JAK2 inhibitors and their impact in myeloproliferative neoplasms

Abstract

The BCR-ABL-negative myeloproliferative neoplasms (MPNs) include essential thrombocythemia, polycythemia vera, and primary myelofibrosis. Historically, complex biochemical alterations defining these heterogeneously distinct malignancies have remained elusive and constrained available therapy options. The discovery of Janus kinase (JAK) mutations collectively present in BCR-ABL-negative MPNs has led to a resurgence of medical interest in JAK-STAT targeted treatment modalities, as well as provided a unique platform for inhibiting symptom-directing proinflammatory cytokines. INCB018424, CYT387, SB1518, and TG101348 are among the most propitious JAK2 inhibitors under investigation, providing substantial improvement in constitutional symptoms, transfusion-dependent cytopenias, and reduction in spleen size. Despite their attributes, evidence of complete or partial remission has yet to be observed with therapy.
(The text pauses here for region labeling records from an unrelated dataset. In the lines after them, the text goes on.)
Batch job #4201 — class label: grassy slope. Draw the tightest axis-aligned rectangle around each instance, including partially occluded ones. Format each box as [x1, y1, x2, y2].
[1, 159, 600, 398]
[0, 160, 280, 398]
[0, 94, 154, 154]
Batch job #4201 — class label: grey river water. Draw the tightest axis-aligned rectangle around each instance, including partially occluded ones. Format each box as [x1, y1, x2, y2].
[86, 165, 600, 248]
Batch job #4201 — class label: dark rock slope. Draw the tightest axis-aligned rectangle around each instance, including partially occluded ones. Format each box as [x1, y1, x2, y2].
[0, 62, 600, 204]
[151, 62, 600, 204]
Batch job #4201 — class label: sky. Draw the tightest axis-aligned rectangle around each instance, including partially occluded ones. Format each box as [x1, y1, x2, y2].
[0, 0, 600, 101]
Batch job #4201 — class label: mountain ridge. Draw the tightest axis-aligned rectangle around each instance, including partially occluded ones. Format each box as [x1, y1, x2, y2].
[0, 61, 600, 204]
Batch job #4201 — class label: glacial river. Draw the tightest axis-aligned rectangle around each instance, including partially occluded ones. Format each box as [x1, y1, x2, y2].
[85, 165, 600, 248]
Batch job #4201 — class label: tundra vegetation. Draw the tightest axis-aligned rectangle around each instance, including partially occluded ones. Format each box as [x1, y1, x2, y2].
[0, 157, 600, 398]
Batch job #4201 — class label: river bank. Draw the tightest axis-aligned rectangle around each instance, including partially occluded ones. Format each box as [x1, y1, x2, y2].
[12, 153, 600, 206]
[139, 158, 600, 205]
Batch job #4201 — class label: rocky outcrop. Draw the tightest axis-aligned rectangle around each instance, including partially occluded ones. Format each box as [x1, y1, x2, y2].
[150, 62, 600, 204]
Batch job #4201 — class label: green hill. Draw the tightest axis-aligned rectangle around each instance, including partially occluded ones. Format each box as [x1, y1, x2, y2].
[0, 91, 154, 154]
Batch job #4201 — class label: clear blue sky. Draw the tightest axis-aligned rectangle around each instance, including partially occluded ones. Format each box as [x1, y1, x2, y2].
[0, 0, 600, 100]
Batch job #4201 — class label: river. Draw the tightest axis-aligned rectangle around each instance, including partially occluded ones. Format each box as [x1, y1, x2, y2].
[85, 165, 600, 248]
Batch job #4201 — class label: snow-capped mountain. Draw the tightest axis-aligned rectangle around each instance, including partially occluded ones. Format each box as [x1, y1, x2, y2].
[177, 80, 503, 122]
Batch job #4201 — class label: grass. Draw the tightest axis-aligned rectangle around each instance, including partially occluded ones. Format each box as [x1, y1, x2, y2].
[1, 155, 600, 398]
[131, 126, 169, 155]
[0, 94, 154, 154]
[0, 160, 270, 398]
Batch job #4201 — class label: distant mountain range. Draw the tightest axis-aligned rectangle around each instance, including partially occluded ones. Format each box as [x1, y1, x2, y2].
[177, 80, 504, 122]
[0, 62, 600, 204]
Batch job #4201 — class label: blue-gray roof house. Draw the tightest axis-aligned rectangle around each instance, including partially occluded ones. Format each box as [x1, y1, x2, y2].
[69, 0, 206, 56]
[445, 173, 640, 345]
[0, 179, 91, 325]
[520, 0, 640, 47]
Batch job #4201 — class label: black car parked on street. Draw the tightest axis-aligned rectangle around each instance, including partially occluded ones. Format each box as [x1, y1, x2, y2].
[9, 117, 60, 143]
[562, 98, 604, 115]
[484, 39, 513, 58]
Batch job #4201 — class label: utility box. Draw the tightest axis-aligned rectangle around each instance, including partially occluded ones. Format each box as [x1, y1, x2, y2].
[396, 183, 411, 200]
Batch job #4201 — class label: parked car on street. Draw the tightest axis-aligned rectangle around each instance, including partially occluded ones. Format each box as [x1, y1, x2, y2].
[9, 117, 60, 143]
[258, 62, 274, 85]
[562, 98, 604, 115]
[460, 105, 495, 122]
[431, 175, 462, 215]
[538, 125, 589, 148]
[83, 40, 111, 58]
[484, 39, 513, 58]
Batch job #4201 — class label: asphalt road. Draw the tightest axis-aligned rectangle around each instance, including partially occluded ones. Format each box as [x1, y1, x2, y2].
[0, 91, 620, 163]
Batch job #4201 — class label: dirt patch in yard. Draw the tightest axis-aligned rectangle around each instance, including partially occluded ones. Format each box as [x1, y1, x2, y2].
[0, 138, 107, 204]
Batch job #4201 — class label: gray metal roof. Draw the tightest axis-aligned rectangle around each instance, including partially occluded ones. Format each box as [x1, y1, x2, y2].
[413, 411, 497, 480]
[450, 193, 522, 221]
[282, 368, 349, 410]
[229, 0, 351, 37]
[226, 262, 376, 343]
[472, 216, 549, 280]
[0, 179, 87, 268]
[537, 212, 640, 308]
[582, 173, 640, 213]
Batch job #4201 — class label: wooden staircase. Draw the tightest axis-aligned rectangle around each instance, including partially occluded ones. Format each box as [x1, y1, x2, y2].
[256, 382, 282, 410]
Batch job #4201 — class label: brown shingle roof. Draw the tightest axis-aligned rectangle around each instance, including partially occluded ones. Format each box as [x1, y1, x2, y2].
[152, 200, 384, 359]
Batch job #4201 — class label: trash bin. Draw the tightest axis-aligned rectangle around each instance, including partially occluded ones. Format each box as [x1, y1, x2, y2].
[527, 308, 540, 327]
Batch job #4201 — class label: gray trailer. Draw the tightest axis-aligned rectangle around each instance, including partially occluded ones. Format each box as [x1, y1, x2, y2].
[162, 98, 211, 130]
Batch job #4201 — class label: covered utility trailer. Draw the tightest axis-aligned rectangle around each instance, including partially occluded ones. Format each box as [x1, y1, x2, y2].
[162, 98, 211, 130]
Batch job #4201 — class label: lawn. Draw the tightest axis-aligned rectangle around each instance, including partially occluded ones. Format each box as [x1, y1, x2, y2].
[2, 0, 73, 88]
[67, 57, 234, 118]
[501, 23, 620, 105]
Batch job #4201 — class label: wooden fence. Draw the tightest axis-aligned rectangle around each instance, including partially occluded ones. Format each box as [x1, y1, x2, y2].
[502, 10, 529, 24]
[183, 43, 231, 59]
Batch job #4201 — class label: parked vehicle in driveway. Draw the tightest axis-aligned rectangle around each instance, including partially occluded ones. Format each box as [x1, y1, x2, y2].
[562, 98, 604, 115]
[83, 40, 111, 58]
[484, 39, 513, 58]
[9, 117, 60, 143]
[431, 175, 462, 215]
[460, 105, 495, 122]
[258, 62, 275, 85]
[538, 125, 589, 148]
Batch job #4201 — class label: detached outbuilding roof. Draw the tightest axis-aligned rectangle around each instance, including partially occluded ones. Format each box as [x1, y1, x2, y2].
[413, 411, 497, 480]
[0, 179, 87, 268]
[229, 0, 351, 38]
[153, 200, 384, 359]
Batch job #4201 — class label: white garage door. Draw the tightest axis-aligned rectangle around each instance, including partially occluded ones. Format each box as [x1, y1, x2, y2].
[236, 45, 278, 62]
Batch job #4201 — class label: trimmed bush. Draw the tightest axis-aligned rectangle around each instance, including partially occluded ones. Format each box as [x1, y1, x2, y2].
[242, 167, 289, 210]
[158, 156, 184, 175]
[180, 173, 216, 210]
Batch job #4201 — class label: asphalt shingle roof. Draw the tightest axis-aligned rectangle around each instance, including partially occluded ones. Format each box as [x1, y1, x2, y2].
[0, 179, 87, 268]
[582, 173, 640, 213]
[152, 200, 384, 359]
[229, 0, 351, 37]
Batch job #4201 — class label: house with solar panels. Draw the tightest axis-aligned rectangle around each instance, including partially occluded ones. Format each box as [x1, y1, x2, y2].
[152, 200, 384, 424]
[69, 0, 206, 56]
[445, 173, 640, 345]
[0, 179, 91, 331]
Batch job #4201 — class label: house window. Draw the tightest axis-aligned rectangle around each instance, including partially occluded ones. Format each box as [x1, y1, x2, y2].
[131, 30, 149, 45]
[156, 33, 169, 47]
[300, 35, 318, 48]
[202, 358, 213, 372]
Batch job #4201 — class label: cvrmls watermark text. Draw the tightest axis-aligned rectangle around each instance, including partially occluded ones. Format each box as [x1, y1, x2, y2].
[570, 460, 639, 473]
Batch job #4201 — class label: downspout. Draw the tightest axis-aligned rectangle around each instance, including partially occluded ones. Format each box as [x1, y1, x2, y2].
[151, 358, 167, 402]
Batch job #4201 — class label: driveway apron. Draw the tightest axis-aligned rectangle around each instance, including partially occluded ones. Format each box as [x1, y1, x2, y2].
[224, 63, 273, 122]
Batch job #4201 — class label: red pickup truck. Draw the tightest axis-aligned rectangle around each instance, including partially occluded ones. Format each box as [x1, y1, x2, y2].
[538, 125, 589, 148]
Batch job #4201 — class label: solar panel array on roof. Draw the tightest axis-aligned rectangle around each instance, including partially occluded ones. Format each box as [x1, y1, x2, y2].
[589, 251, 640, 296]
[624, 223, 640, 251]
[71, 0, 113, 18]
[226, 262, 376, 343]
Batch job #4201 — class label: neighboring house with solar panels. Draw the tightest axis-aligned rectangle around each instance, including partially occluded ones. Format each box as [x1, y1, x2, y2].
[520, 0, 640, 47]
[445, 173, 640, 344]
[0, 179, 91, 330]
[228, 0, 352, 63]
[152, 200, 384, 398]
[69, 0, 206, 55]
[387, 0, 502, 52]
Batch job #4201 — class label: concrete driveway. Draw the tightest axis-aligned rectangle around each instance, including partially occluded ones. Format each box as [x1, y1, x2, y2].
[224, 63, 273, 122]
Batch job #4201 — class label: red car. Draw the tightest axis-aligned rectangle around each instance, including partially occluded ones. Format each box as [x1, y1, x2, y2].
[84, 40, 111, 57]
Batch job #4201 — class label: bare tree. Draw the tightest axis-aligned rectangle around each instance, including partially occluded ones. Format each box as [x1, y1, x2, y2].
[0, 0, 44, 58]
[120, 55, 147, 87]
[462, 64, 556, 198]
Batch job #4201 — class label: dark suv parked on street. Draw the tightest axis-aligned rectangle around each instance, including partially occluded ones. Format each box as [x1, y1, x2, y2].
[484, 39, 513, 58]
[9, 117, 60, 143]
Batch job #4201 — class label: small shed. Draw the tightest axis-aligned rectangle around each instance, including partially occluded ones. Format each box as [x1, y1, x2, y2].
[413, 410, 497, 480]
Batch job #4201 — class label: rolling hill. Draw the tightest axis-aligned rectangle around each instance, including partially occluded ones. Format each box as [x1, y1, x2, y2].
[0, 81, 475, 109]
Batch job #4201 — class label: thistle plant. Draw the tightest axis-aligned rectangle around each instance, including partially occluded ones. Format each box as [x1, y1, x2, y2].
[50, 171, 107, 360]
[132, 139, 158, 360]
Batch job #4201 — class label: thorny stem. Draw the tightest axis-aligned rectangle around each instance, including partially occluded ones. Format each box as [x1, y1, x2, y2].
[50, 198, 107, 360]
Many uncertainties surrounding the full clinical potential of JAK2 inhibitors persist. Treatment guidelines addressing optimal stages for drug implementation, ideal dosing parameters and criteria for medication continuation/withdrawal may effectively resolve these ongoing concerns and provide advancements in the morbidity and mortality of these multifaceted disease processes.